On Friday, 26 July 2013 at 14:17:45 UTC, Chris wrote:
On Friday, 26 July 2013 at 14:05:12 UTC, H. S. Teoh wrote:
On Fri, Jul 26, 2013 at 03:18:03PM +0200, Chris wrote:
[...]
I have learned to be wary of comparisons like that. Any language that is sponsored or owned by a big company always "outperforms" other languages, and at the end of the day they only want to bind
you to their products, no matter how "open source" they are.

+1.

I'm skeptical of attempts to reduce everything down a single number or
three, that can serve as a basis for numerical (or hand-waving)
comparisons. As if programming languages were that simple that one could
place them neatly on what is effectively a scale of 1 to 10!


You can basically proof whatever you want. Most of the discussions I have had don't revolve around whether the language is good or not, it's about what people have heard/read, "Who uses it?", "I've heard ..." "Someone said ..." I once told a guy about D. He said "Ah, D, old-fashioned!" and he showed me a link that said "C# has a more
modern feature ... bla bla". How ... scientific!
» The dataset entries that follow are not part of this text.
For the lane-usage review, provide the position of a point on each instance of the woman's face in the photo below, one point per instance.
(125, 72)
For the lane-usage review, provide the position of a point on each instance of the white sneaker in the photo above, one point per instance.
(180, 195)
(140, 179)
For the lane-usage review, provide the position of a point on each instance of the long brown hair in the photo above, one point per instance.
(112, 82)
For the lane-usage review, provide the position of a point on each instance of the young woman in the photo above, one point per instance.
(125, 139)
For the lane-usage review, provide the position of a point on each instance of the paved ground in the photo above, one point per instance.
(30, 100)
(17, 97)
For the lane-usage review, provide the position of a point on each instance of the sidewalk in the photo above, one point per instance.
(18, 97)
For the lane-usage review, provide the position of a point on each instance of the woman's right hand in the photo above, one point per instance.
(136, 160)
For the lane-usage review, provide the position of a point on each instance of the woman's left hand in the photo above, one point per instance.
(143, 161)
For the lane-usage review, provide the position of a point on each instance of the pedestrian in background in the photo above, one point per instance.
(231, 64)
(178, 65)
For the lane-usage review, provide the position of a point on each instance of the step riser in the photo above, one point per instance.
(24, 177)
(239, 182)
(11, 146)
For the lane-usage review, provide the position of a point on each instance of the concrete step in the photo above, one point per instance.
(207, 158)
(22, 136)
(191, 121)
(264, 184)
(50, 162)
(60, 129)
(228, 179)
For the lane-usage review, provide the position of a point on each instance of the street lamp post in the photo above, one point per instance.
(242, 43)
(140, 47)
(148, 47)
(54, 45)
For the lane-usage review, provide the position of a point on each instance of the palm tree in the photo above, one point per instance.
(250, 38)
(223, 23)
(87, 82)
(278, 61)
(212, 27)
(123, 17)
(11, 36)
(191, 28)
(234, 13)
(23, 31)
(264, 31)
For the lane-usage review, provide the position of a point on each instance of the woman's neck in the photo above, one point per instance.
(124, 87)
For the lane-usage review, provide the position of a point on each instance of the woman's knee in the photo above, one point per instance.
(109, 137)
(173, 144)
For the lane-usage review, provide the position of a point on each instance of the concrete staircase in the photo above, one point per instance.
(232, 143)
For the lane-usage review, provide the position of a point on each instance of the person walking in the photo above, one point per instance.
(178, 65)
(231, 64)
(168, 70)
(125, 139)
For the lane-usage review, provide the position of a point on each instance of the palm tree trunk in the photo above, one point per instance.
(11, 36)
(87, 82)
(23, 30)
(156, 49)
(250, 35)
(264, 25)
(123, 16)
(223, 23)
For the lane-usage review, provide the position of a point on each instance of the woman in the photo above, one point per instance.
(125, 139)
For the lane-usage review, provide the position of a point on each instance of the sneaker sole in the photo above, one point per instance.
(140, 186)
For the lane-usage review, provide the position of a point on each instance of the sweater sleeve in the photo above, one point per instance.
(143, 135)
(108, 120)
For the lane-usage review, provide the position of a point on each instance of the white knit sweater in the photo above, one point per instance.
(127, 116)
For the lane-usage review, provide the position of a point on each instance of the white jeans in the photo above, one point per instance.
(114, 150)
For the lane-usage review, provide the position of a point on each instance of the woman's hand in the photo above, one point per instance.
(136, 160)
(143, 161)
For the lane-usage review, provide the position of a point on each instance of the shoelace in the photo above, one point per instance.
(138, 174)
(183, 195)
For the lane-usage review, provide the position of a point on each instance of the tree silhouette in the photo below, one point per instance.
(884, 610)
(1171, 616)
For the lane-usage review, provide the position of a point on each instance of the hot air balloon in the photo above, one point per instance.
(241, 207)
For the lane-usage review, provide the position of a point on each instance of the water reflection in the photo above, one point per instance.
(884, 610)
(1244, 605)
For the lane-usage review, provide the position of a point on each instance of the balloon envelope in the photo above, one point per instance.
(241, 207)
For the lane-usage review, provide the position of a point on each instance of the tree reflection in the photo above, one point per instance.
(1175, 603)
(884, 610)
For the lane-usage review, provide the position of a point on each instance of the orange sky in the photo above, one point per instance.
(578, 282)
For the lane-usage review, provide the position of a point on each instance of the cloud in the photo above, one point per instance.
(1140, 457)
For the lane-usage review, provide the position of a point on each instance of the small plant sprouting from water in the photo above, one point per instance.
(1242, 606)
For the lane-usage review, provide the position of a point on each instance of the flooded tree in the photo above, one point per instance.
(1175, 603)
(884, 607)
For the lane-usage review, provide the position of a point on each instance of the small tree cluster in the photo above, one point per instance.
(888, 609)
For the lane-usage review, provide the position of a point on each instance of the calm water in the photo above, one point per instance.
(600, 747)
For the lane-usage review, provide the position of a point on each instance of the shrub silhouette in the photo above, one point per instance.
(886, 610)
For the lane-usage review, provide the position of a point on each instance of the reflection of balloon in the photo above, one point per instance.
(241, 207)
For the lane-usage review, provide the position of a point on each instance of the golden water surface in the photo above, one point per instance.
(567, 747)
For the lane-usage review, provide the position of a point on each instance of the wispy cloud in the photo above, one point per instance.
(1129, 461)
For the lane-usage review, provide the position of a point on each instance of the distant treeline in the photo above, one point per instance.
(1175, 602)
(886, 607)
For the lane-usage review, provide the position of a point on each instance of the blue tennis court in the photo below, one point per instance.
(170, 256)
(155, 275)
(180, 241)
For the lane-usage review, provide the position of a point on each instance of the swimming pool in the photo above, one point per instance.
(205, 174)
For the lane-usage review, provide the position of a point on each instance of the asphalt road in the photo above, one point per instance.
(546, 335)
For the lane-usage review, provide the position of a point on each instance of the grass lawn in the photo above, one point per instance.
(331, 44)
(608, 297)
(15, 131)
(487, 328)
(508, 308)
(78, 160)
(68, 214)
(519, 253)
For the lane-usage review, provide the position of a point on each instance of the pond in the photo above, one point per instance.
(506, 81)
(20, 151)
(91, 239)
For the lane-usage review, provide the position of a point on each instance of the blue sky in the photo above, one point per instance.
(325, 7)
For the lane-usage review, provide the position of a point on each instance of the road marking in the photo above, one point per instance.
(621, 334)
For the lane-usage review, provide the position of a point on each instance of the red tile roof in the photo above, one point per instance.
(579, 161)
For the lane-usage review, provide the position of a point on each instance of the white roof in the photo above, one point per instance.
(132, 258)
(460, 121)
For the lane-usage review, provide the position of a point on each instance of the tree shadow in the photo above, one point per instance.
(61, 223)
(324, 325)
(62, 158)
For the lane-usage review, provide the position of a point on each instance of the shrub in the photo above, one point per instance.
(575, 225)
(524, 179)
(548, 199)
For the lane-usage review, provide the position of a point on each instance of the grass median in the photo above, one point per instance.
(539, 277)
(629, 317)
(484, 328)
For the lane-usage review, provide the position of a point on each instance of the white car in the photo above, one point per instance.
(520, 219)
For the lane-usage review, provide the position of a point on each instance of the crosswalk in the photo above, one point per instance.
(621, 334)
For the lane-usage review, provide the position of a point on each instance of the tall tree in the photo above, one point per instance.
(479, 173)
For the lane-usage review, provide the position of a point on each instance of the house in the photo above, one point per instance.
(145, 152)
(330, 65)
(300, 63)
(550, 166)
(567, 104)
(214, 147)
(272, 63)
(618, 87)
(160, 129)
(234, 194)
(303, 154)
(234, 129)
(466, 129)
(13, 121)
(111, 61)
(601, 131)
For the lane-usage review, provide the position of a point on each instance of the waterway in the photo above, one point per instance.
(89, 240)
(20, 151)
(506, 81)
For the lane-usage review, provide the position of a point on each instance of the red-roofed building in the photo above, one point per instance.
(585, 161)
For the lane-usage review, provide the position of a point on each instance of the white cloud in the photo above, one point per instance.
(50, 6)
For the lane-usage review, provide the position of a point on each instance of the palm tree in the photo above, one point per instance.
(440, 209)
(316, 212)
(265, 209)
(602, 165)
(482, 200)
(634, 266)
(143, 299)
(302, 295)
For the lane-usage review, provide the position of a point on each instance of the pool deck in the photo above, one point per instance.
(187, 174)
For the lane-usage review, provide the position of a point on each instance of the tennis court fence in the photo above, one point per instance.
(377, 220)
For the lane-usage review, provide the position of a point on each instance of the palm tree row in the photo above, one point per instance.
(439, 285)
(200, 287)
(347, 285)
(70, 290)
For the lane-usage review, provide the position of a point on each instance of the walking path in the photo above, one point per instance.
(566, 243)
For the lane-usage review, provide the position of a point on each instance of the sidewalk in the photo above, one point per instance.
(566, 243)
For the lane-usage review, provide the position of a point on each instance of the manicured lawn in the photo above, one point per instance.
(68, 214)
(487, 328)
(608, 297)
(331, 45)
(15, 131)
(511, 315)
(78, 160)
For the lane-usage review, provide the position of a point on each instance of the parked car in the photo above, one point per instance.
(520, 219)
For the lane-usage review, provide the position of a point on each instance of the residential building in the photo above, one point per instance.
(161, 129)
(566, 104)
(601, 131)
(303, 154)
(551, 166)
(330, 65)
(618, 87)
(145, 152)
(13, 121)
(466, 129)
I get that a lot from Java fanboys. They make bold-sounding statements like "Java is the future!", "Java is the best!", "D sucks, nobody uses it!", "Java will get you a job easily!". But I've yet to hear some factual evidence to back up these claims. Well, maybe except the last one -- it's true that given Java's popularity, it has a high chance of landing you a job. But the point is, just because it will land you a job doesn't necessarily make it a *good* language, it merely shows that it's
a *popular* one.  Popular doesn't imply good.


T

Yep. And I think that someone who knows D or any other language that is not mainstream is seriously into programming. If you know Java or Python, what does that mean? That you are a good programmer? If you know how to program, you can learn any language you want. The question is usually not "I wonder if I can write the program." the question is usally "I know what I have to do. But how do I do it in D, C, Java ...?" It's the how, not the if.

If I think about it, learning and knowing languages makes you a better programmer. If you know D, you become a better programmer in general. If you learn Objective-C or C or whatever, you become a better programmer. You learn new concepts and know what works and what doesn't, rather than sheepishly following rules as if they were universal laws. Ok, that's a bit off topic now.